Attackers Target Crypto Companies in Retool Data Breach

A data breach late last month of software development platform firm Retool led to the accelerated acquisition of one of its users and put a spotlight on an account synchronization feature that Google introduced earlier this year.

Retool, the six-year-old company whose platform help organizations build business applications, on August 29 notified 27 customers of its cloud platform that two days earlier an unknown threat actor had gained unauthorized access to their accounts.

All of the companies notified were in the cryptocurrency space. No on-prem account holders were affected by the break, the company said.

A number employees received spear-phishing text messages from someone claiming to be a member of the San Francisco-based company’s IT team, according to Snir Kodesh, Retool’s head of engineering. The message said there was a problem with their accounts that would prevent open enrollment into a healthcare plan.

“The timing coincided with a recently announced migration of logins to Okta, and the message contained a [URL] disguised to look like our internal identity portal,” Kodesh wrote in a blog post this week. “Almost all employees didn’t engage, but unfortunately one employee logged into the link provided by the attackers.”

An Employee Clicks On the Link

The link led the employee logged into a fake portal that included a multi-factor authentication (MFA) form, after which they were called by the attacker, who said they were from the IT team and deepfaked the voice of another employee. Deepfakes – which use deep learning techniques to create legitimate-looking but fake videos, images, or voices – have become a growing problem with the rise of advanced AI technologies.

“The voice was familiar with the floor plan of the office, coworkers, and internal processes of the company,” he wrote. “Throughout the conversation, the employee grew more and more suspicious, but unfortunately did provide the attacker one additional multi-factor authentication (MFA) code.”

Retool uses OTP (one-time password) tokens for MFA, so handing that over enabled the attacker to add their own personal device to the employee’s Okta account, which in turn let them create their own Okta MFA. From there, the attacker created an active GSuite session on the device, Kodesh wrote.

Google’s Authenticator Syncing Feature

This is where Google’s new synchronization feature came in. In April, the cloud giant announced that users of its Google Authenticator tool could now sync their MFA codes to their Google Accounts in the cloud, a move designed to enable users to sign into any service protected by two-factor authentication even if they lost the device that stored the OTPs.

The Google syncing feature was active on the employee’s device.

“This is highly insecure, since if your Google account is compromised, so now are your MFA codes,” Kodesh wrote.

The security was debated by a number of users on a lengthy Reddit thread in April when the feature was first announced. There were questions why the Authenticator sync wasn’t protected by end-to-end encryption (EE2E), with one user noting that “if there’s ever a data breach or if someone obtains access to your Google Account, all of your 2FA secrets would be compromised. … although syncing 2FA secrets across devices is convenient, it comes at the expense of your privacy.”

There also was frustration that, if a person turned on the syncing feature, there was no clear way to turn it off. It also was a point that Kodesh raised in his blog post. Retool uses OTPs to authenticate into Google and Okta, the company’s internal VPN, and its own internal instances of Retool.

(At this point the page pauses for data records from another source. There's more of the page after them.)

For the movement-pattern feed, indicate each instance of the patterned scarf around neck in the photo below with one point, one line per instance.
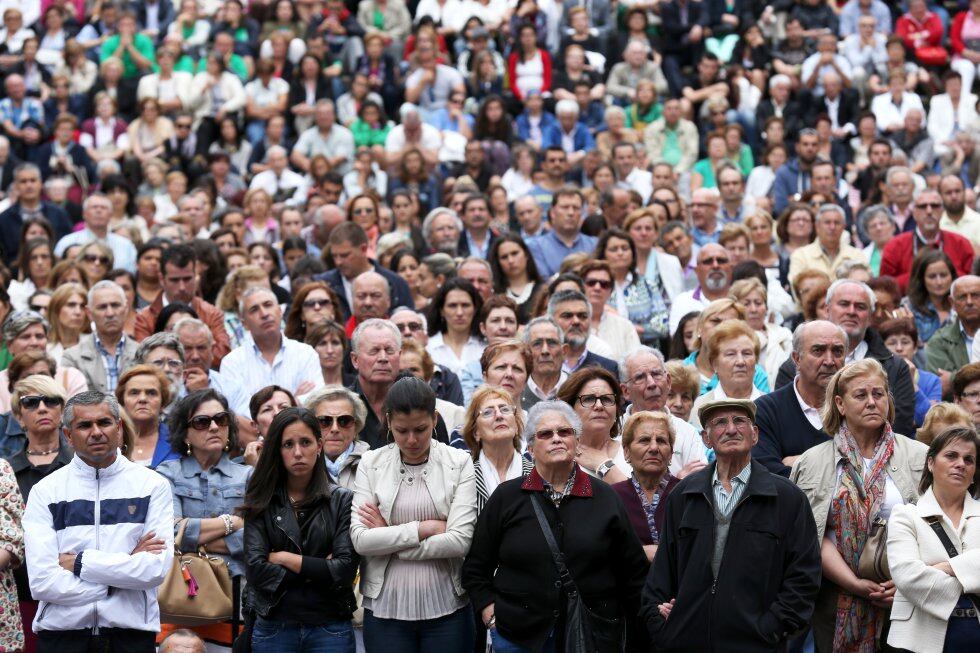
(856, 502)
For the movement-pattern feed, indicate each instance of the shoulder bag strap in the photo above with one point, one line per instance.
(937, 525)
(566, 577)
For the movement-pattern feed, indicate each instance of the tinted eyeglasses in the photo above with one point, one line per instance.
(203, 422)
(31, 402)
(343, 421)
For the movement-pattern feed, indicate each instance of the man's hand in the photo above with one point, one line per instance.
(149, 543)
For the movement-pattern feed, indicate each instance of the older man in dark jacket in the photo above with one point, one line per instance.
(738, 568)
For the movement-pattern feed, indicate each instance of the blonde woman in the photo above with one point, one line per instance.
(857, 477)
(231, 293)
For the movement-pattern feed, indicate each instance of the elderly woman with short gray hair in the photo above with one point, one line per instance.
(510, 560)
(341, 415)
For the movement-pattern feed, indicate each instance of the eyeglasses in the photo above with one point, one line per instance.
(588, 401)
(31, 402)
(506, 411)
(547, 434)
(343, 421)
(203, 422)
(316, 303)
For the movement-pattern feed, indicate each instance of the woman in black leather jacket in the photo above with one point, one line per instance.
(300, 563)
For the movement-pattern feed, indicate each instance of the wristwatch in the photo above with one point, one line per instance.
(604, 468)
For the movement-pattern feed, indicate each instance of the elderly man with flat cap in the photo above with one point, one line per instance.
(738, 543)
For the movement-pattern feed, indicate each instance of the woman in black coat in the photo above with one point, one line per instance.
(300, 563)
(510, 573)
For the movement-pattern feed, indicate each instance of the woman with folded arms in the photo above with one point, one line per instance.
(932, 611)
(299, 560)
(412, 521)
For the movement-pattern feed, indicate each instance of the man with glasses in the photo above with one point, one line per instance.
(726, 527)
(826, 252)
(714, 273)
(115, 555)
(646, 384)
(927, 209)
(547, 343)
(96, 211)
(414, 327)
(180, 280)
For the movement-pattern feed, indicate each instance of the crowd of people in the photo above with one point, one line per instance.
(470, 325)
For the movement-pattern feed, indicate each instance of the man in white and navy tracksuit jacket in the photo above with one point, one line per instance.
(92, 561)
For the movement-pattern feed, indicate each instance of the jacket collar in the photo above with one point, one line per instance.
(582, 487)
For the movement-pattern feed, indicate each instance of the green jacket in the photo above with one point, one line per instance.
(946, 349)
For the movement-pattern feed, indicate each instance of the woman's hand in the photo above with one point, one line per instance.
(371, 516)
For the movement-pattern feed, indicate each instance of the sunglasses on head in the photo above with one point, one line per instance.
(203, 422)
(31, 402)
(343, 421)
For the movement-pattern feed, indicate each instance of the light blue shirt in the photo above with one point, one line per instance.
(123, 250)
(295, 363)
(549, 251)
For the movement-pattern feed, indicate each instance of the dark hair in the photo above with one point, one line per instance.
(568, 392)
(408, 394)
(437, 323)
(264, 395)
(678, 349)
(918, 296)
(947, 437)
(183, 410)
(167, 312)
(179, 256)
(499, 278)
(269, 477)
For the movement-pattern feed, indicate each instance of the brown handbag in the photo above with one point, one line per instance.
(197, 590)
(873, 563)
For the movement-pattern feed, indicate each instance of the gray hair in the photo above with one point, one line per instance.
(254, 290)
(538, 411)
(642, 349)
(567, 296)
(89, 398)
(834, 287)
(105, 284)
(544, 319)
(192, 323)
(421, 316)
(165, 339)
(331, 392)
(801, 330)
(19, 321)
(374, 323)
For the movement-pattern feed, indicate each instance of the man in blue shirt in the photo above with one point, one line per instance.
(553, 247)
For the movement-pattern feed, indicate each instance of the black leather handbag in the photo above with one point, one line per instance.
(585, 631)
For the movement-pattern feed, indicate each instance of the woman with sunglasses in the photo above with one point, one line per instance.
(412, 521)
(300, 563)
(38, 401)
(341, 415)
(207, 488)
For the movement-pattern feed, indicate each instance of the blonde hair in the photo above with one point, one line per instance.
(473, 410)
(637, 419)
(831, 416)
(729, 330)
(939, 418)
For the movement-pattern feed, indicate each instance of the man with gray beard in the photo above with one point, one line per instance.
(714, 273)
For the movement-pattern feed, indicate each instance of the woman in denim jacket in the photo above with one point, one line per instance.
(207, 487)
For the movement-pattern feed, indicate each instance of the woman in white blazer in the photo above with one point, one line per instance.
(412, 522)
(931, 612)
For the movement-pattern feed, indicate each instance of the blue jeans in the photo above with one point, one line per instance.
(282, 637)
(501, 645)
(453, 632)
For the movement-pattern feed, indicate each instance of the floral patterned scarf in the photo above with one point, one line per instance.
(857, 500)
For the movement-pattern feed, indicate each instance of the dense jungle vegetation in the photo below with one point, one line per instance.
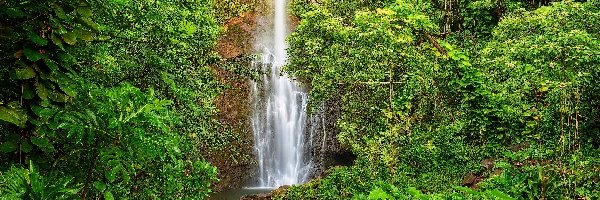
(455, 99)
(483, 99)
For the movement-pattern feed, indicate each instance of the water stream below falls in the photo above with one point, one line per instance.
(279, 109)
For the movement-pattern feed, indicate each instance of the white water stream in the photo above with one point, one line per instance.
(279, 109)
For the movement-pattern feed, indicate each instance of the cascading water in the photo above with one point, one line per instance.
(279, 109)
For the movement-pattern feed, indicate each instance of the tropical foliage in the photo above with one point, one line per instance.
(107, 99)
(497, 96)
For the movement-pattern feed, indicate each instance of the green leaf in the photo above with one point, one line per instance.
(70, 37)
(99, 186)
(57, 96)
(8, 147)
(24, 73)
(43, 143)
(86, 35)
(85, 11)
(89, 23)
(378, 193)
(56, 41)
(60, 13)
(51, 64)
(42, 91)
(13, 115)
(26, 146)
(32, 55)
(500, 195)
(37, 184)
(35, 38)
(108, 196)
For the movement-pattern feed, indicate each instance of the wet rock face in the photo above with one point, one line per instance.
(233, 105)
(327, 151)
(238, 36)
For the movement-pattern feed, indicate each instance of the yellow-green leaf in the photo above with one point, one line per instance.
(13, 115)
(32, 55)
(24, 73)
(70, 37)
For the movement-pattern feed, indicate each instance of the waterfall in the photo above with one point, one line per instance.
(279, 109)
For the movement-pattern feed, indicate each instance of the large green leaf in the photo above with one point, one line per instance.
(8, 146)
(32, 55)
(42, 91)
(24, 73)
(70, 37)
(108, 195)
(43, 143)
(56, 41)
(13, 115)
(35, 38)
(85, 11)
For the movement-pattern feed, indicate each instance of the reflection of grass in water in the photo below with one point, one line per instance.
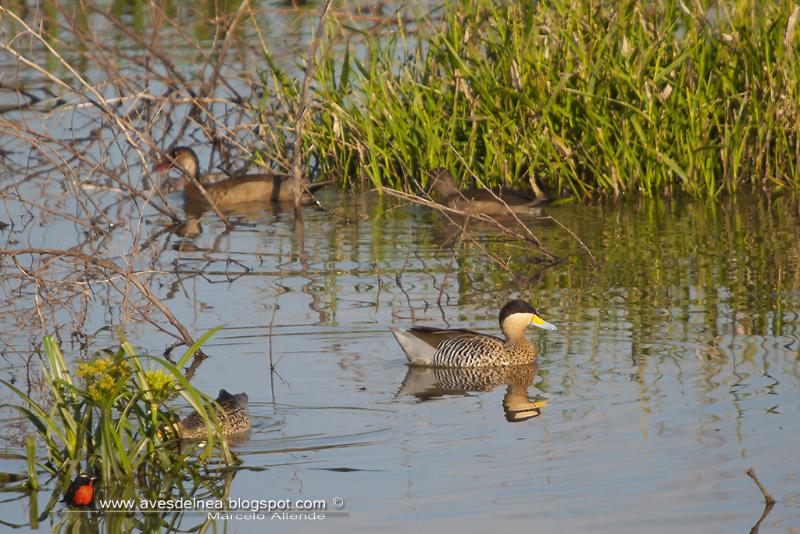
(110, 414)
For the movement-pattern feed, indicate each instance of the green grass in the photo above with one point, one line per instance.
(585, 97)
(108, 417)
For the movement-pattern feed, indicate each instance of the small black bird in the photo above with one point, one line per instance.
(81, 491)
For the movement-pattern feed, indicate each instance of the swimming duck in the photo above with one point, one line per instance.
(435, 347)
(231, 191)
(481, 200)
(233, 415)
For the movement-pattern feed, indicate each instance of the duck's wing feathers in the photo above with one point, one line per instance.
(435, 336)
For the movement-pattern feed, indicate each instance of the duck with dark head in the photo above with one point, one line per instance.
(232, 191)
(481, 200)
(436, 347)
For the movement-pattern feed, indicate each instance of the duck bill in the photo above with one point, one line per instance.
(541, 323)
(164, 165)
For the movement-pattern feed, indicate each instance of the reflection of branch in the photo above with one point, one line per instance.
(111, 266)
(768, 499)
(448, 212)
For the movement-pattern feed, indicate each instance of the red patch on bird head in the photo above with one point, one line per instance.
(164, 165)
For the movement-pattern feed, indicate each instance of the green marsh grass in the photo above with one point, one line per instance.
(110, 417)
(584, 97)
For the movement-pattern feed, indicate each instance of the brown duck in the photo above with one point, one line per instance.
(232, 412)
(481, 200)
(238, 189)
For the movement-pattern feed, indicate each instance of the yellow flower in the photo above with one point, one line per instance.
(162, 384)
(102, 377)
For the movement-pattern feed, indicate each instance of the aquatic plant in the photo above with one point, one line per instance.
(571, 96)
(110, 413)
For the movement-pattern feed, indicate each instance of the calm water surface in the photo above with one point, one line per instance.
(674, 369)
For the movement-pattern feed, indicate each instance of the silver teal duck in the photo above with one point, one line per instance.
(232, 413)
(434, 347)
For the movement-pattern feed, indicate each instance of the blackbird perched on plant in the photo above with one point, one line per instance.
(81, 491)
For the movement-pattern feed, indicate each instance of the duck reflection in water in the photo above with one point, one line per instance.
(426, 383)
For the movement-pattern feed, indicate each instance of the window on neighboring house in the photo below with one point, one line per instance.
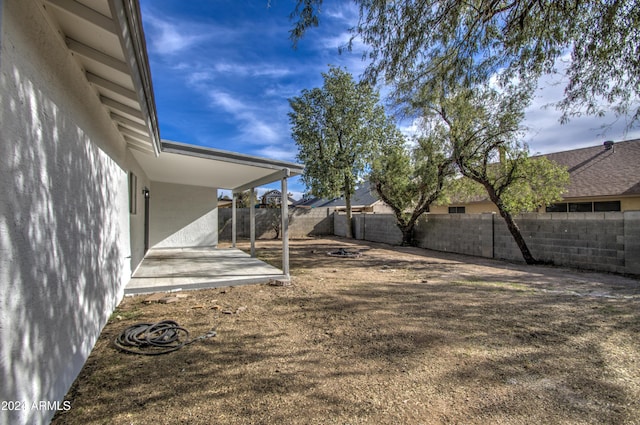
(606, 206)
(580, 207)
(561, 207)
(133, 193)
(585, 207)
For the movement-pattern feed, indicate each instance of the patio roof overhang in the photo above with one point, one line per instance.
(181, 163)
(107, 41)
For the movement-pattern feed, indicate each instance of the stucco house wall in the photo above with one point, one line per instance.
(182, 216)
(66, 248)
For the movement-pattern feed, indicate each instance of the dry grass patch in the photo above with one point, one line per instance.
(395, 336)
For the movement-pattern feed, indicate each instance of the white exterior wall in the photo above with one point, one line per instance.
(65, 252)
(183, 216)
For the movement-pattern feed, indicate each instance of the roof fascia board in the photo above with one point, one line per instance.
(126, 15)
(273, 177)
(233, 157)
(125, 109)
(96, 55)
(137, 146)
(134, 134)
(85, 13)
(111, 86)
(129, 123)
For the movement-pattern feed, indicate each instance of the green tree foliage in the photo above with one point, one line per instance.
(337, 128)
(414, 44)
(244, 199)
(409, 180)
(482, 128)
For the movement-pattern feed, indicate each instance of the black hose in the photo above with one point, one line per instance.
(155, 338)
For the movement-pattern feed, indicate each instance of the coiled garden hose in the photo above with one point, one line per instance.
(155, 338)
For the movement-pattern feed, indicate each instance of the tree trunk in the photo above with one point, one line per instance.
(347, 201)
(513, 228)
(407, 234)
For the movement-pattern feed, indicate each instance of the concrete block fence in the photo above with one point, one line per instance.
(607, 242)
(302, 222)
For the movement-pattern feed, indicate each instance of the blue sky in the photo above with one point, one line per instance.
(223, 71)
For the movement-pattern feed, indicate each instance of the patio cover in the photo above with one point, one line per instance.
(186, 164)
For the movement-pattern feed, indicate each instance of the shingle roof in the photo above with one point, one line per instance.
(596, 171)
(364, 196)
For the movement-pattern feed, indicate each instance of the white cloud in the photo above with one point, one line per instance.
(278, 152)
(168, 38)
(545, 134)
(253, 129)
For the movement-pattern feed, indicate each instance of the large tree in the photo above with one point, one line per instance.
(337, 127)
(411, 178)
(482, 128)
(415, 44)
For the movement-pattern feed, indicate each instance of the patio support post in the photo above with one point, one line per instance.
(284, 215)
(234, 219)
(252, 215)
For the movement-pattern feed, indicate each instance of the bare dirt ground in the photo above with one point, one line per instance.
(396, 336)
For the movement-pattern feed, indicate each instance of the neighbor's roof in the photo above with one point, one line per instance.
(107, 41)
(181, 163)
(596, 171)
(364, 196)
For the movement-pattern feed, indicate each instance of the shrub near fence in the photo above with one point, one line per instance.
(593, 241)
(302, 222)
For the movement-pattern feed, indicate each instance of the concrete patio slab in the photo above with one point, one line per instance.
(171, 269)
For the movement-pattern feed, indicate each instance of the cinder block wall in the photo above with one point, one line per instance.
(379, 228)
(302, 222)
(470, 234)
(591, 241)
(632, 241)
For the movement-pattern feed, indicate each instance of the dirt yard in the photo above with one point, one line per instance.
(396, 336)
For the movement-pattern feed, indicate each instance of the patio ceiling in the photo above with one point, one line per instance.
(199, 166)
(107, 41)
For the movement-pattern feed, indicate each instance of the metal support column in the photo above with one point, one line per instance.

“Getting access to this employee’s Google account therefore gave the attacker access to all their MFA codes,” Kodesh wrote. “With these codes (and the Okta session), the attacker gained access to our VPN, and crucially, our internal admin systems. This allowed them to run an account takeover attack on a specific set of customers (all in the crypto industry). (They changed emails for users and reset passwords.) After taking over their accounts, the attacker poked around some of the Retool apps.”

He added that Retool has contacted Google about the problem, adding that the hyperscaler should either stop encouraging users to save their MFA codes in the cloud or provide organizations with the ability to disable it.

After learning of the attack, Retool quickly revoked all internal employee authenticated sessions, including Okta and GSuite, shut down access to affected account and notified impacted customers, and restored it accounts to their original state, which Kodesh said reverted the 27 account takeovers.

A Shotgun Wedding

Retool – whose customers include such names as Amazon, DoorDash, and NBC – didn’t name any of the affected businesses, but reportedly one of them was Fortress Trust, a Web3 financial and technology company that saw $15 million in Bitcoin stolen from its customers. Fortress Trust executives, when announcing the theft last week, put the blame on an unnamed third-party company.

It later was reported that the third-party firm was Retool. The data breach also had another immediate effect on Fortress Trust. Prior to the breach, there were reports that Ripple – a blockchain tech company and an investor in Fortress Trust – was interested in buying them.

Ripple announced on September 8 – the day after Fortress Trust announced the $15 million theft – its intent to buy Fortress Trust and a Ripple spokesperson told CoinDesk the theft accelerated those talks.

Retool’s Kodesh wrote that the data breach is “embarrassing for the employee, disheartening to cybersecurity professionals, and infuriating for our customers,” but that it’s important for the details to come out.

“Our hope is that by publishing these attack vectors we can make the industry overall more aware, and enable cybersecurity professionals to harden their own systems,” he wrote.